Most computers nowadays support booting from network. This method is called PXE booting. The BIOS in combination with the network card ROM do a DHCP query for this and receive information about where to download the files required for booting. These are then transferred via TFTP, a stipped-down file transfer protocol. Now if a computer breaks (for example, you install Windows and it kills your Grub or you have a hard drive failure), you usually have to rely on a boot CD or boot USB stick. The problem with that is (and this has happened often to me, seriously!) that you don't need those CDs for a year or two and if you do they're outdated. On goes the process of downloading images, finding CD-Rs and so on. This annoyed me. Since I do have a file server running anyways, I wanted to boot from my file server. And I wanted to boot in a "real" Linux system, where I could download new packages, install custom scripts, configure everything to my liking. This page describes how to do exactly that.
The first thing to get PXE running is to prepare the files that the TFTP server will serve to its clients. This is PXELINUX. Setup for the file structure can first be done locally with user privileges (this is the "joequad" computer), later when we move everything to the deployment system, some work has to be done with root privileges on "brick" (our server).
The files which TFTP will serve first and which are automatically requested are from the Syslinux toolchain. They first initialize and display a rudimentary boot menu (or text prompt, depending on the configuration). They also take care that upon a selection of the boot menu, the appropriate kernel files are fetched over the network and booted into.
Therefore, the first step is to download a recent version of Syslinux. I used syslinux-4.04.tar.bz2. Unpack it:
joequad joe [~/pxe]: tar xfvj syslinux-4.04.tar.bz2
There's already a prebuilt pxelinux.0 executable (this is the first file that is fetched via tftp) in the Syslinux package. If you do not want to build it yourself, just use that:
joequad joe [~/pxe]: mkdir tftp joequad joe [~/pxe]: mv syslinux-4.04/core/pxelinux.0 tftp
If you want a pretty menu, you should also take the menu.c32 file from within the Syslinux package. For your convenience, this file has also also been pre-built by the Syslinux gurus.

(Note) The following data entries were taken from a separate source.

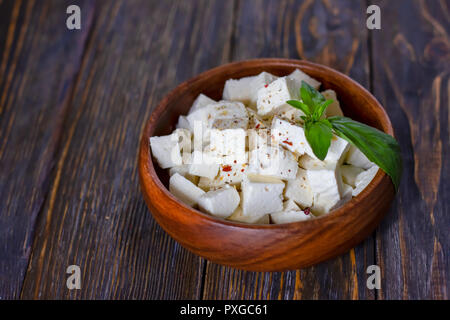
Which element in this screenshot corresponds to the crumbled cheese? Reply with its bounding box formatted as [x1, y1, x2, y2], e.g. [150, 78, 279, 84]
[223, 72, 277, 106]
[169, 173, 205, 207]
[198, 186, 241, 218]
[241, 175, 284, 216]
[284, 168, 313, 208]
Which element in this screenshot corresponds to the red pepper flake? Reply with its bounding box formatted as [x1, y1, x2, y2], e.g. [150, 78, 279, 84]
[222, 165, 231, 172]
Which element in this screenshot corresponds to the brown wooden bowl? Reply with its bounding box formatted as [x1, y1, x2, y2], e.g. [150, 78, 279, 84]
[139, 59, 394, 271]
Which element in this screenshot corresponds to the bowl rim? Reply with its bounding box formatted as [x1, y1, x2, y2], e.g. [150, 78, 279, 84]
[138, 58, 394, 230]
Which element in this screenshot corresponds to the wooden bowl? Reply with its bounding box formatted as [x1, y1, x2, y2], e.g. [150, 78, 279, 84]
[139, 59, 394, 271]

joequad joe [~/pxe]: mv syslinux-4.04/com32/menu/menu.c32 tftp
In order to display items in a menu, PXELINUX has to know which menu points there are and what action to perform when those menu items are selected. This is done via a configuration file residing in the /pxelinux.cfg directory of the TFTP server. It is possible to customize menus on a per-client basis - we're going to go for the low-hanging fruit of "one configuration fits all", however. This file must be called /pxelinux.cfg/default.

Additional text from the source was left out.